On Tue, 22 Aug, 2023, 6:11 am Han Zhou, <hz...@ovn.org> wrote:

> On Fri, Aug 18, 2023 at 4:35 AM Numan Siddique <num...@ovn.org> wrote:
> >
> > On Fri, Aug 18, 2023 at 2:33 PM Numan Siddique <num...@ovn.org> wrote:
> > >
> > > On Fri, Aug 18, 2023 at 11:38 AM Han Zhou <hz...@ovn.org> wrote:
> > > >
> > > > On Wed, Aug 9, 2023 at 9:38 AM <num...@ovn.org> wrote:
> > > > >
> > > > > From: Numan Siddique <num...@ovn.org>
> > > > >
> > > > Thanks Numan for the enhancement.
> > > >
> > > > > Instead of maintaing the lport to lflow references using
> > > > > 'struct lflow_ref_list', this patch makes use of the existing
> > > > > objdep APIs.  Since objdep_mgr is not thread safe, an instance
> > > > > of objdep_mgr is maintained for each 'ovn_port'.
> > > > >
> > > > > Once we add the thread safe support to objdep APIs we can move
> > > > > the objdep_mgr to 'lflow' engine date.
> > > > >
> > > > > Using objdep APIs does come with a cost in memory.  We now
> > > > > maintain an additional hmap of ovn_lflow's to look up using
> > > > > uuid.  But this will be useful to handle datapath and load
> > > > > balancer changes in the lflow engine node.
> > > > >
> > > >
> > > > I understand that the 'struct lflow_ref_list' may not satisfy the
> needs of
> > > > more complex I-P, but I wonder if objdep_mgr (without modification)
> is the
> > > > solution. It seems to me more complex at least for this patch without
> > > > adding obvious benefits. Since I am still reviewing, maybe I missed
> some
> > > > points which would show the value from the rest of the patches, and
> please
> > > > forgive me for my slow review.
> > >
> > > Sure.   No worries.
> > >
> > > Can you please continue reviewing from the latest v6 ?
> > >
> > > http://patchwork.ozlabs.org/project/ovn/list/?series=369384
> > >
> > > I think we can discuss more once you go through all the patches in the
> > > series (or until patch 14).
> > > I think that would give a better idea of how it is used and we can
> > > discuss if it's worth using obj dep mgr.
> > >
> > > Also I think the patches P1 - P8 make one set and can be considered
> > > first.  I submitted all these patches
> > > as one series mainly because
> > >    -  all the patches can be applied easily
> > >    -  the soft freeze was near.
> > >
> > > The patches can be found here too -
> > > https://github.com/numansiddique/ovn/tree/northd_ip_lb_ip_v6
> > >
> > > Thanks
> > > Numan
> > >
> > > >
> > > > While I am still reviewing the patches, I did a performance test with
> > > > https://github.com/hzhou8/ovn-test-script for the 200 chassis x 50
> lsp
> > > > scale of simulated ovn-k8s topology.
> > > >
> > > > - Before this patch, a recompute takes 1293ms
> > > > - After this patch, a recompute takes 1536ms, which is 20% more time.
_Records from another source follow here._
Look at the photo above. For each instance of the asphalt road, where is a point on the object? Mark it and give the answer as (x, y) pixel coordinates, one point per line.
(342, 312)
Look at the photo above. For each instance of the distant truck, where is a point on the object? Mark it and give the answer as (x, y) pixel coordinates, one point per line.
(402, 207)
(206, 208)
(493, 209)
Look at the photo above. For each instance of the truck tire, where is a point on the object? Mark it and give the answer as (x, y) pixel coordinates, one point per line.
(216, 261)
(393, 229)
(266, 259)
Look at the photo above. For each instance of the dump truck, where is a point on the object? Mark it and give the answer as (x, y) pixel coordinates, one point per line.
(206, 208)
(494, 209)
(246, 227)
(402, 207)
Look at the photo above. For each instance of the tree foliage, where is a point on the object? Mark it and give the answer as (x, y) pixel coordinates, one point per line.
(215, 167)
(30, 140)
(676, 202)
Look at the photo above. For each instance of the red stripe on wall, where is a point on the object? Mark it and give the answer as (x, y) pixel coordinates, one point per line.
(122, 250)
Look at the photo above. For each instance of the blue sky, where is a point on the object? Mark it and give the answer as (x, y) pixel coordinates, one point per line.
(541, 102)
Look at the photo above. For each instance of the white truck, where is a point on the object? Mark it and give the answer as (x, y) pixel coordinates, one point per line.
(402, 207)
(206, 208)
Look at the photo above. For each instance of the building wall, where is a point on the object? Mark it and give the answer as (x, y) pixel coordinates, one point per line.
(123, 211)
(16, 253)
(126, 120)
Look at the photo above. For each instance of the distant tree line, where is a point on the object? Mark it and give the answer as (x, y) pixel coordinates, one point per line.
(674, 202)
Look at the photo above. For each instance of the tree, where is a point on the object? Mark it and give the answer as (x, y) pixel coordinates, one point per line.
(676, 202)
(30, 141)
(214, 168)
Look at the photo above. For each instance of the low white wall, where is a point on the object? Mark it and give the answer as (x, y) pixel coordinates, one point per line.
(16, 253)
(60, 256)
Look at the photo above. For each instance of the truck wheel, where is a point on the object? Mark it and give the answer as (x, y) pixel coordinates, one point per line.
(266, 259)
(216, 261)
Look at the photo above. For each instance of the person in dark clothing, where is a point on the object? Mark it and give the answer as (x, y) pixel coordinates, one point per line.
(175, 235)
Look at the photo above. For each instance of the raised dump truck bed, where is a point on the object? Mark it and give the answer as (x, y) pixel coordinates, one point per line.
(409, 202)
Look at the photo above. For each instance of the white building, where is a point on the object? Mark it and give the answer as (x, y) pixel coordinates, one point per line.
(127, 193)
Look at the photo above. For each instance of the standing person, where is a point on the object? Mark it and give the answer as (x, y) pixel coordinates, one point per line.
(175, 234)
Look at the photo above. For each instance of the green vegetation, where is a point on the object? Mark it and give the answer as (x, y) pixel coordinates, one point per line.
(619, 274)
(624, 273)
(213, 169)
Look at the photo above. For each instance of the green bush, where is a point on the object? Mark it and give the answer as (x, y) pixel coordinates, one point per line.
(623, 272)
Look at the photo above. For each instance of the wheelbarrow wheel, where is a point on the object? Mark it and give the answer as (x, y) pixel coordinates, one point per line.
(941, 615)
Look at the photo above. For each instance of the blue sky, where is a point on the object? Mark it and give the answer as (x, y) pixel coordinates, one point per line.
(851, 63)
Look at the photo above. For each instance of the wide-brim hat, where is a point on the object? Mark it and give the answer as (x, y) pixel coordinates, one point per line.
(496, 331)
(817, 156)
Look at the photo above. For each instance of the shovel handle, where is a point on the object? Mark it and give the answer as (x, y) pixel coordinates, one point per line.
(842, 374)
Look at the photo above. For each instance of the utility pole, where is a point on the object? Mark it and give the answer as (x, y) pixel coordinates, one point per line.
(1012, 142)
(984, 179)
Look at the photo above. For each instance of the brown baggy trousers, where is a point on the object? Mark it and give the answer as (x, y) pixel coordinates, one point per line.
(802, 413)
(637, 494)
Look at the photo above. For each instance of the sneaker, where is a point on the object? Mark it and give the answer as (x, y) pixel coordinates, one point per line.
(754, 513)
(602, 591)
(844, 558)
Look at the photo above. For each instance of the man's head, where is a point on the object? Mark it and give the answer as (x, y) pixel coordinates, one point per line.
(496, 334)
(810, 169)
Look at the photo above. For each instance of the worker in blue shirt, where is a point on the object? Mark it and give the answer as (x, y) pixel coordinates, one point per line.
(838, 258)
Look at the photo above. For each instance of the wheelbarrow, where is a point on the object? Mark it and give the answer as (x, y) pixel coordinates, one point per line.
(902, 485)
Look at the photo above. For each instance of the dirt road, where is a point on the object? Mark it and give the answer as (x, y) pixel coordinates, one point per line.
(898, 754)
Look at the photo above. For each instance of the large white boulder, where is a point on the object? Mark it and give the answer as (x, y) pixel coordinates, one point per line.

> > > > - I also did the same test with all the rest of the patches of this
> series,
> > > > which takes 1690ms.
> > > >
> >
> > I did some testing using the OVN dbs of  the ovn-heater density heavy
> run.
> > A triggered forced recompute with the present main of ovn-northd takes
> > around 4389ms
> > where as with the patch 9 of this series,  it is taking around 4838ms.
> >
> > I hacked the 'engine_compute_log_timeout_msec' [1] value from 500ms to
> > 50ms so that
> > inc-eng can log the engine nodes taking more than 50ms in the recompute.
> >
> > With main
> > -------
> > 2023-08-18T11:28:20.714Z|00117|inc_proc_eng|INFO|User triggered force
> recompute.
> > 2023-08-18T11:28:23.189Z|00118|inc_proc_eng|INFO|node: northd,
> > recompute (forced) took 2475ms
> > 2023-08-18T11:28:25.102Z|00119|inc_proc_eng|INFO|node: lflow,
> > recompute (forced) took 1887ms
> > 2023-08-18T11:28:25.102Z|00120|timeval|WARN|Unreasonably long 4389ms
> > poll interval (4373ms user, 3ms system)
> >
> >
> > And with patch 9
> > ---------------------
> > 2023-08-18T11:28:10.558Z|00220|inc_proc_eng|INFO|User triggered force
> recompute.
> > 2023-08-18T11:28:10.883Z|00221|inc_proc_eng|INFO|node: lb_data,
> > recompute (forced) took 325ms
> > 2023-08-18T11:28:13.163Z|00222|inc_proc_eng|INFO|node: northd,
> > recompute (forced) took 2280ms
> > 2023-08-18T11:28:13.431Z|00223|inc_proc_eng|INFO|node: sync_to_sb_lb,
> > recompute (forced) took 241ms
> > 2023-08-18T11:28:15.396Z|00224|inc_proc_eng|INFO|node: lflow,
> > recompute (forced) took 1956ms
> > 2023-08-18T11:28:15.397Z|00225|timeval|WARN|Unreasonably long 4838ms
> > poll interval (4819ms user, 3ms system)
> >
> >
> > As you can see the lflow recompute time is not very significant
> > (1887 ms vs 1956 ms)
> >
> > It is the lb_data engine node which is taking 325ms more.  But if you
> > see the lb_data engine code, the lb_data handlers never return false.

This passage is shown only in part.